Apr. 25th, 2023

seekingferret: Two warning signs one above the other. 1) Falling Rocks. 2) Falling Rocs. (Default)
Fleishman is in Trouble by Taffy Brodesser-Akner

I tried a few times to read in ebook but didn't get very far; I finished the print version over one Shabbos. This one's kinda personal. First, Brodesser-Akner is doing a very conscious Philip Roth deconstruction, with her narrator doing a sort of female Nathan Zuckerman thing. and I'm always there for insightful takes on Roth. But moreover Akner is a little less than ten years older than me and was raised Orthodox, and as best I can tell graduated from NYU just as the whole Bronfman scene was becoming a thing, and so this is a book that is about the lives of the people I was sort of catching glimpses of heading out into the world as I was just starting out in school. I found the Jewish cultural material really fascinating.

I wonder if this is a book that reads very differently for men than women. There's a structural thing where Fleishman is in Trouble is, for most of the book, about the trouble that Toby Fleishman is dealing with as a newly separated single father whose spouse has failed to pick up her children at the time arranged in their custody agreement. But in the final fifty pages, a section titled Rachel Fleishman is in Trouble, we get Rachel's side of the story. And... it doesn't really, to me, make her come off more sympathetically? And I wasn't sure if it was supposed to? But that structurally doesn't quite make sense to me, why add a 50 page coda that basically verifies the husband's point of view? So I wonder if maybe if you're coming at it from the other side of the patriarchy Rachel's betrayals make sense?

Or maybe it's more like the 'Amy is weirdly likeable' reviews I wrote about in my review of Gillian Flynn's Gone Girl, where the energy of having valid complaints about the patriarchy but being a sociopath kind of floods the zone with satisfying ambiguity? Amy is not good, but Nick is a shitbag who kind of deserves what happens to him. And similarly maybe the point is not that what Rachel Fleishman did is justifiable, but simply that Toby Fleishman is a selfish asshole. And both the non-justifiability of Rachel's actions, and Toby being a selfish asshole can be true simultaneously.

In any case, Brodesser-Akner is a good writer and there are some really powerful passages in the book, but the reason I've read so much Philip Roth in spite of him certainly being a selfish asshole is that very few writers can construct a sentence as beautiful as Roth, and Brodesser-Akner is not at that level. But I enjoyed this book a lot.


Lessons in Chemistry by Bonnie Garmus

I gobbled this up in two days. And I didn't expect to, especially after some of the early writing on chemistry in the book seemed like vapid technobabble, but it ended up being an incredibly compelling combination of fun, quirky, complicated characters, thoughtful meditation of the place of women in science and in society, and just a dynamic, effectively moving story.

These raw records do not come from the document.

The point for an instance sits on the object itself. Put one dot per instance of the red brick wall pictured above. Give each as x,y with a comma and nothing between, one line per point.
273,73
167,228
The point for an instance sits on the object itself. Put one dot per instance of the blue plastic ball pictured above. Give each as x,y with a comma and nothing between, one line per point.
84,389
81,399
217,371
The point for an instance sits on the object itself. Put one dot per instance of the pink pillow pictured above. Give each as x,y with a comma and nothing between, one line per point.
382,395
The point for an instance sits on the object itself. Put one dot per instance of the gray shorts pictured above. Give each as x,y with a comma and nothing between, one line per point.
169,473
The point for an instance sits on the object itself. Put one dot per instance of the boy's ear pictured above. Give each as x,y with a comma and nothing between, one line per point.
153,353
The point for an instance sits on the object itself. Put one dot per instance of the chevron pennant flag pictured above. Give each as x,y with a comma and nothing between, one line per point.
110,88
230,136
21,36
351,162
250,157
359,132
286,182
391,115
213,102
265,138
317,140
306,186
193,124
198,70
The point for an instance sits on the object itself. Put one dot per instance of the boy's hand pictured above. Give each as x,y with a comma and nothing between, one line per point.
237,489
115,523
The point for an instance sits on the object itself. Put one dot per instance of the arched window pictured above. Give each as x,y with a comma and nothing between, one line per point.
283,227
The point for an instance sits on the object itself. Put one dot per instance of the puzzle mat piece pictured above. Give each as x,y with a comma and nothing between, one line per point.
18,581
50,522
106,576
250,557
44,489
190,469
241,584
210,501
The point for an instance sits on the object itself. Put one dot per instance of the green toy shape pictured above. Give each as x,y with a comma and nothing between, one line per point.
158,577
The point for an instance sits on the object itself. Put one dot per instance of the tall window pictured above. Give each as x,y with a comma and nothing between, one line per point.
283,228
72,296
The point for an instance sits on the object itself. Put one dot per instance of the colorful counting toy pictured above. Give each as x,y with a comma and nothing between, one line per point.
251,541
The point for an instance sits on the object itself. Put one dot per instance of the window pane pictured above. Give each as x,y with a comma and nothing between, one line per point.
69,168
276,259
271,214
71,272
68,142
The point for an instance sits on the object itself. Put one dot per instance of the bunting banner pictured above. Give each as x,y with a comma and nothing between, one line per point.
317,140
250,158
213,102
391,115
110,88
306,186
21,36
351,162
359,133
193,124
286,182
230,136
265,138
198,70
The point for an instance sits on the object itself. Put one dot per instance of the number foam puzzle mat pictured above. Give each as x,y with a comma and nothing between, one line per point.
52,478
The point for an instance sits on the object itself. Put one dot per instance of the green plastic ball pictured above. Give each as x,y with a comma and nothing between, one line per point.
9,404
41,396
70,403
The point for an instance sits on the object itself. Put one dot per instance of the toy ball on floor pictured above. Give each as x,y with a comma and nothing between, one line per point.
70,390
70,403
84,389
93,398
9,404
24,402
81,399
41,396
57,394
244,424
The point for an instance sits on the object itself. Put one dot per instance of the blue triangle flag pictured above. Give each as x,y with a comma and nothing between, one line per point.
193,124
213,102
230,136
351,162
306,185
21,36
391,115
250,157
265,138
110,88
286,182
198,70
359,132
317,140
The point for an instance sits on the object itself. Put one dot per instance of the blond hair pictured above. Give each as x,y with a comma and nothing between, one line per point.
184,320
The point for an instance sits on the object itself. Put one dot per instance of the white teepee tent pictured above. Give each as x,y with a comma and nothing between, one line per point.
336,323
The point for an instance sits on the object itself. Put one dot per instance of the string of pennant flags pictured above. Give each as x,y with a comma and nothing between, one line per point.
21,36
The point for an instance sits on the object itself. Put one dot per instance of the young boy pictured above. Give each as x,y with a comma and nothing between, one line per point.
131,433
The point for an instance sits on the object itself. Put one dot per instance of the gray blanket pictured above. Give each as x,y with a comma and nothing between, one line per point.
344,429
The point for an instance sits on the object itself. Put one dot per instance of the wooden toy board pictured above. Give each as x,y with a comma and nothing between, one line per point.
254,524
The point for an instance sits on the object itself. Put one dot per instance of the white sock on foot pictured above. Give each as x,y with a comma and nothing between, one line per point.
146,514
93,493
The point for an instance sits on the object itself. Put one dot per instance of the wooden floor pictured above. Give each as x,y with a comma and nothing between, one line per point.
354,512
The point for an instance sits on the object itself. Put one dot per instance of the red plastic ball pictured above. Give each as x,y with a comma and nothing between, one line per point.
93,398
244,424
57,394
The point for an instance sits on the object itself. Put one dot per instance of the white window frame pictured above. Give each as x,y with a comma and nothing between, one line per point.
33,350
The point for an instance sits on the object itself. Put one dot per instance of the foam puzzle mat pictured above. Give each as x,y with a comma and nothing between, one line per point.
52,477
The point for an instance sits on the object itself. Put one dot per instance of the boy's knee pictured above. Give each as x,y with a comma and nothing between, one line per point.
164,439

It's about a female research chemist in 1950s California who after suffering a string of failures at the hand of the patriarchy ends up hosting a cooking show on TV (Cooking is simply chemistry, after all) while teaching her predominantly housewife audience about chemistry and female empowerment, and also building a quirky non-traditional family including her prodigy preteen daughter, her post-menopausal strictly Catholic housewife neighbor, a Protestant minister who doesn't believe in God, a dog that knows almost a thousand words, and her gynecologist/rowing coach. I found it really emotionally effective and I'm so glad I read it. Though honestly I'm not sure why I read it, it's been really buzzy but it also doesn't quite seem like the kind of book I tend to read? A good reminder to read outside your comfort zone.